I'm trying to convert as much raw SQL to use the Django ORM as I can, and I've run into a snag. I'm trying to perform a query similar to this one:
SELECT table.x,
MAX(table.y) AS y,
table.group_category,
table.group_number,
FROM table
GROUP BY table.group_category, table.group_number
So far, what I've been trying has been some permutation of this:
q = MyModel.objects\
.filter(**filter_kwargs)\
.values('group_category', 'group_number')\
.annotate(y=Max('y'))\
.values('x','y','group_category','group_number')
However, this doesn't seem to work. If I exclude the last values()
, it produces the following (roughly):
SELECT MAX(table.y) AS y,
table.group_category,
table.group_number,
FROM table
GROUP BY table.group_category, table.group_number
It doesn't select table.x
. But if I include the last values()
...
SELECT table.x,
MAX(table.y) AS y,
table.group_category,
table.group_number,
FROM table
GROUP BY x, y, table.group_category, table.group_number
It groups by x, y
. So what clearly seems to be happening is that the all of the values are replaced and annotate uses whatever values the QuerySet is given (because it's evaluated lazily?). The docs on aggregation and values seem to suggest that doing the two values functions in this order would have the desired effect, and I found a writeup (from 2013) that also suggests this. Am I doing something wrong? Is this still possible in the Django ORM? Is there any way for me to do this without using extra() or raw SQL? I tried to keep this example as simple as possible for demonstration purposes, but my actual problem involves a JOIN. Could that be complicating it?
UPDATE 1
I was able to kinda figure it out, however, it still doesn't produce the best version (above) of the SQL query that I want. In order to get the results I needed, I instead perform a query to get MAX(table.y)
, and then use that as a subquery using __in
against the subquery's value.

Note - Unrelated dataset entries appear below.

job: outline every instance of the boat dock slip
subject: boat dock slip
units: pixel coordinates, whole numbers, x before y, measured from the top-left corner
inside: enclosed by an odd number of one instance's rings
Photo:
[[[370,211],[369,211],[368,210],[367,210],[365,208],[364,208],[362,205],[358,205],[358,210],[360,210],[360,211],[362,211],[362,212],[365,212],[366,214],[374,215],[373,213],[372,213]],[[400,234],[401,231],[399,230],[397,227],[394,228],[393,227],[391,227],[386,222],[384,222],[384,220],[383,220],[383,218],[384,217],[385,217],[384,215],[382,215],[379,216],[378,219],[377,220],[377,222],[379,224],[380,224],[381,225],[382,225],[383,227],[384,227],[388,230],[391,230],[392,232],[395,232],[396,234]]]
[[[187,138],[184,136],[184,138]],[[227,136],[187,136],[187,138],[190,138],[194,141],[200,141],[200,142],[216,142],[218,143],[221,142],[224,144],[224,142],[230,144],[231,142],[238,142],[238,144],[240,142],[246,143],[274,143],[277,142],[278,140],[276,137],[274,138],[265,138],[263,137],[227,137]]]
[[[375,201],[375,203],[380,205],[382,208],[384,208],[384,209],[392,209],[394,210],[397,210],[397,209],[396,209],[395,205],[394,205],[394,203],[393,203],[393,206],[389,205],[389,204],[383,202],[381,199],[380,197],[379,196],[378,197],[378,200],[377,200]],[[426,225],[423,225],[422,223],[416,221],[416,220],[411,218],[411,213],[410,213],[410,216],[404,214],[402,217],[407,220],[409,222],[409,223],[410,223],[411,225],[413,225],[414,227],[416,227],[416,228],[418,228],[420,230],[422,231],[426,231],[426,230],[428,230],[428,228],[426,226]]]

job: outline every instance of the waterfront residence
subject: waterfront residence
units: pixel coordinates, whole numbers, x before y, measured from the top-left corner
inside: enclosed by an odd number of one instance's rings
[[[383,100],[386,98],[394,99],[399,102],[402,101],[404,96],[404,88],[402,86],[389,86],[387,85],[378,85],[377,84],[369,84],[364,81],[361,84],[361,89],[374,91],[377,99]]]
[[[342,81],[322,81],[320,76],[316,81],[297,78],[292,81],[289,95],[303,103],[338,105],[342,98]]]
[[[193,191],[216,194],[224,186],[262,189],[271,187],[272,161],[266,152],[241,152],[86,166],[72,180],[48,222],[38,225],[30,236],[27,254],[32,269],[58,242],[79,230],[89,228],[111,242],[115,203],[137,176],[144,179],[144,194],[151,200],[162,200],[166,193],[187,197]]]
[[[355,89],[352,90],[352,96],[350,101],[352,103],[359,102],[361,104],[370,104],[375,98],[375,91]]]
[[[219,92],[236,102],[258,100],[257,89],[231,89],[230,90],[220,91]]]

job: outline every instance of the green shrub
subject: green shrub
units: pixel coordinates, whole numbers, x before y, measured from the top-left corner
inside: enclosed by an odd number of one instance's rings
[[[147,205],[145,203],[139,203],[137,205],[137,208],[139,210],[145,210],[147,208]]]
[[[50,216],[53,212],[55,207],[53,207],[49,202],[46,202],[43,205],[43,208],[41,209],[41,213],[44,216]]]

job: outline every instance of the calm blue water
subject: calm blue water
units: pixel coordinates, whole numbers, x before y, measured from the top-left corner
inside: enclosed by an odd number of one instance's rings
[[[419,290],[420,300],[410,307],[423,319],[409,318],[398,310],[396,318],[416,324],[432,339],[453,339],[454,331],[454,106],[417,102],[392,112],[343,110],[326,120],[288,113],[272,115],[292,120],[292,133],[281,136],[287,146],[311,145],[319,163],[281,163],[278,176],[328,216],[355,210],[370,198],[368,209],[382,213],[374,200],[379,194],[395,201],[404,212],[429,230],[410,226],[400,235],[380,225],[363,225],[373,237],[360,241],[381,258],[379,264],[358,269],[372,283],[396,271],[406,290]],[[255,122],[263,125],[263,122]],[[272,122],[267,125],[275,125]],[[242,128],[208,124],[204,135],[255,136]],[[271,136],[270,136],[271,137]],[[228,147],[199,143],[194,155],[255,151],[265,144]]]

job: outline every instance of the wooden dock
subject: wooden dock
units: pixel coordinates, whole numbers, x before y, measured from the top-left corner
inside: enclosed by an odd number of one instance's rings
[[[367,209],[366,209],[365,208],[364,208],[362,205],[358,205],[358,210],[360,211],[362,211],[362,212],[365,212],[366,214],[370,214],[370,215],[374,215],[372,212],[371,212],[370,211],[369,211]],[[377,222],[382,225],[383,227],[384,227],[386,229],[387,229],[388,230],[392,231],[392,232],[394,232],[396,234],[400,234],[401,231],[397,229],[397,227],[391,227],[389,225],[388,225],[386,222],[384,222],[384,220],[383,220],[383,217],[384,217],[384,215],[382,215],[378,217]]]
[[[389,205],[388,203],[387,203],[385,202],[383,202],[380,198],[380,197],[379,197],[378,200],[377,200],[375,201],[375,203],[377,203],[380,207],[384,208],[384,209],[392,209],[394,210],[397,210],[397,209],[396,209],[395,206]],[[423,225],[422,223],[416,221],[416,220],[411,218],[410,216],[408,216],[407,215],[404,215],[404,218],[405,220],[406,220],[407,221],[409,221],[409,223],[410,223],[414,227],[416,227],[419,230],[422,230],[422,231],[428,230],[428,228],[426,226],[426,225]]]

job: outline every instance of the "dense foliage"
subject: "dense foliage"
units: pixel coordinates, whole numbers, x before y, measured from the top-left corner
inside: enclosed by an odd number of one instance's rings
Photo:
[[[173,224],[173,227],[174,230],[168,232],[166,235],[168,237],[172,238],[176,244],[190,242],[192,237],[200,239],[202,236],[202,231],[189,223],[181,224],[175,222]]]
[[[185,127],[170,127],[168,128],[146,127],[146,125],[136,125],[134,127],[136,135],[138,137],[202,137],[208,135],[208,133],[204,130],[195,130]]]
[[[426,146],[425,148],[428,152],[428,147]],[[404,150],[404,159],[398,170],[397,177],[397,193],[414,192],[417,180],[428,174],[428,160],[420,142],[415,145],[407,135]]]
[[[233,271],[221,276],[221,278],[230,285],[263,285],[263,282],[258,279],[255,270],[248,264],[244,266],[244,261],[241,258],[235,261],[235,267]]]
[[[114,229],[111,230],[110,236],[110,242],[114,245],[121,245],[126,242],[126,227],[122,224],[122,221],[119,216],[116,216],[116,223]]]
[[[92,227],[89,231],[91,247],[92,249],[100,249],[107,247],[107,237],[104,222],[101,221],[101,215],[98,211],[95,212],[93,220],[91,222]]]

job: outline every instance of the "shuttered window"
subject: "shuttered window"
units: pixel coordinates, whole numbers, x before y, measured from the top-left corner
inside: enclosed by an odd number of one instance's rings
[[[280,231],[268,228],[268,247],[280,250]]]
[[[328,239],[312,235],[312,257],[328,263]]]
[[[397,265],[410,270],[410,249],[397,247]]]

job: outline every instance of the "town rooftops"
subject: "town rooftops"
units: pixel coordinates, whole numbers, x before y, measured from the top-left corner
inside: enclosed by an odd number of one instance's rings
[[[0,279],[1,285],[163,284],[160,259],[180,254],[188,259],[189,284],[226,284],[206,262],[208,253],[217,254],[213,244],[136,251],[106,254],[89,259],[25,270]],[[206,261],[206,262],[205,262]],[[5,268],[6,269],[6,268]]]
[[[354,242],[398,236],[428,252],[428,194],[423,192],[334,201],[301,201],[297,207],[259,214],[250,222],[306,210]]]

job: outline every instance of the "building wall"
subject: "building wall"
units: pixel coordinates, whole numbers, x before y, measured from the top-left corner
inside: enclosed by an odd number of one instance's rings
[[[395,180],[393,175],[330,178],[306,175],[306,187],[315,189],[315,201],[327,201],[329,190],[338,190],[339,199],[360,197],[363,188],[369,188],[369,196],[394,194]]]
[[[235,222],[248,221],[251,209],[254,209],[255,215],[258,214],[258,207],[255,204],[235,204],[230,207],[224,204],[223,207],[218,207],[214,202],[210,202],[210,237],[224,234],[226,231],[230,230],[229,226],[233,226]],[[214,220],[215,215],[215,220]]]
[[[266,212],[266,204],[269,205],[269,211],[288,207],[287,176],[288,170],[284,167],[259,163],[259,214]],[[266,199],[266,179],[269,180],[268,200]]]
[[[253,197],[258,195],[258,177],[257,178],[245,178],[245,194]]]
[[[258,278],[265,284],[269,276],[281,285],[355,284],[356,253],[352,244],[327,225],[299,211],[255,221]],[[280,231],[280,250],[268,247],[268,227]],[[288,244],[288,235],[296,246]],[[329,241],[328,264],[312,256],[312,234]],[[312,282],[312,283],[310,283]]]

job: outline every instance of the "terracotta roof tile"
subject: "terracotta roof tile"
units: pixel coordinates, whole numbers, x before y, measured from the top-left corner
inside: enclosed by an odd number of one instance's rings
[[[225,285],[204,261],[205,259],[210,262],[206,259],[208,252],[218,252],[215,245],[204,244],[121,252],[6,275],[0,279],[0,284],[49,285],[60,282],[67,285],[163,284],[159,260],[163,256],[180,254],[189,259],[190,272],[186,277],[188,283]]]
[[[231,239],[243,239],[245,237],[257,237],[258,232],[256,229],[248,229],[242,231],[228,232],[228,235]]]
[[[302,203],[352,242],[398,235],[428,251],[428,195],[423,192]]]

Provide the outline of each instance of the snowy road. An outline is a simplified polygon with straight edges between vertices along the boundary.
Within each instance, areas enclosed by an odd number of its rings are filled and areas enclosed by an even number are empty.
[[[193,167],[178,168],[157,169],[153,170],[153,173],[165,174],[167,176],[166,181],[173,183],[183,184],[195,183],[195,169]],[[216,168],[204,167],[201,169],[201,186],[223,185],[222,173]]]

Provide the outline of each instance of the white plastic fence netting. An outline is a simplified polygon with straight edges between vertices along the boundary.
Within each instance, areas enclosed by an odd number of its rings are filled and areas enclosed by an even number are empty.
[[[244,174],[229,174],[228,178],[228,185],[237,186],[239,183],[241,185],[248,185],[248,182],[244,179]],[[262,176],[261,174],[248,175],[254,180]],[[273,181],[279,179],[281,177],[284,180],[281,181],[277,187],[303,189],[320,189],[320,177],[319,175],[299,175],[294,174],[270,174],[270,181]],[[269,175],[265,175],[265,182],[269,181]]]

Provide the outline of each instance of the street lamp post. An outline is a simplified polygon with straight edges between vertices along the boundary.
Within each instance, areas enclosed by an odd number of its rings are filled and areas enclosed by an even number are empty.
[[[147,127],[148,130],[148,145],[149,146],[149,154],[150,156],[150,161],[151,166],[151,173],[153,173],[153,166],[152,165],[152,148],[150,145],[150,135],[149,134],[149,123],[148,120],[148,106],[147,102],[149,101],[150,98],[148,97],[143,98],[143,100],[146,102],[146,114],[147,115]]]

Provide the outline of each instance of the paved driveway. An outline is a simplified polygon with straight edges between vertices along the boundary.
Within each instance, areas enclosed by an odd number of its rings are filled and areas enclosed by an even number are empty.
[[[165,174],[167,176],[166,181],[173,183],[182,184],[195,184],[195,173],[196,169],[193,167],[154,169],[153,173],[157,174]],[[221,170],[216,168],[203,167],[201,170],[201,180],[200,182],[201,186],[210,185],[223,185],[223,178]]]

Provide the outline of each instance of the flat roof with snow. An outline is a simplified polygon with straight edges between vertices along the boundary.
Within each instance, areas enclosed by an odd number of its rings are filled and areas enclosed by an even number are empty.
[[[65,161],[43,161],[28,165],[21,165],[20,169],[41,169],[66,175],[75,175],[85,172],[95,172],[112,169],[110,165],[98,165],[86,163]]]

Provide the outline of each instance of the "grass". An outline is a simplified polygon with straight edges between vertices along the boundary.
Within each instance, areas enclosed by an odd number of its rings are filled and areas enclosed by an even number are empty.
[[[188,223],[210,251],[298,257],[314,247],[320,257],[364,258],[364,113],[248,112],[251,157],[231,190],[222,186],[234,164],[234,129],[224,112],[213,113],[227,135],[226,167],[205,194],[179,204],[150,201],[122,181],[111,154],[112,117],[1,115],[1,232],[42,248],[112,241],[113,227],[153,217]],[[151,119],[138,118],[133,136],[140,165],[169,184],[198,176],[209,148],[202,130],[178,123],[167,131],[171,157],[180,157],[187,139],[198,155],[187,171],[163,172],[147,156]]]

The subquery does the grouping.
filtered = MyModel.objects.filter(**filter_kwargs)
subq = filtered\
.values('group_category', 'group_number')\
.annotate(y=Max('y'))\
.values_list('y', flat=True)
q = filtered\
.filter(y__in=subq)\
.values('x','y','group_category','group_number')
As I said, that works as in it gets me the results I need. The problem is that it's much slower than just having SELECTs different than the GROUP BYs, because it creates a relatively bulky subquery. I'm not marking this as the answer just yet because it still doesn't produce a query that matches what I really want. Instead, it looks something like this:
SELECT table.x,
table.y,
table.group_category,
table.group_number,
FROM table
WHERE y IN
(SELECT MAX(U0.y) AS y
FROM table U0
GROUP BY U0.group_category, U0.group_number)
Furthermore, it doesn't look like I can even use extra() because it will similarly only add columns to the SELECT clause that are already part of the QuerySet, i.e. values()
.
UPDATE 2
It turns out that my messy workaround does not work, because it gets the MAX of all the y (1 row) and returns it, rather than grouping them together by group_category and group_number and using the MAX
of their y
's, so I'm back to the drawing board.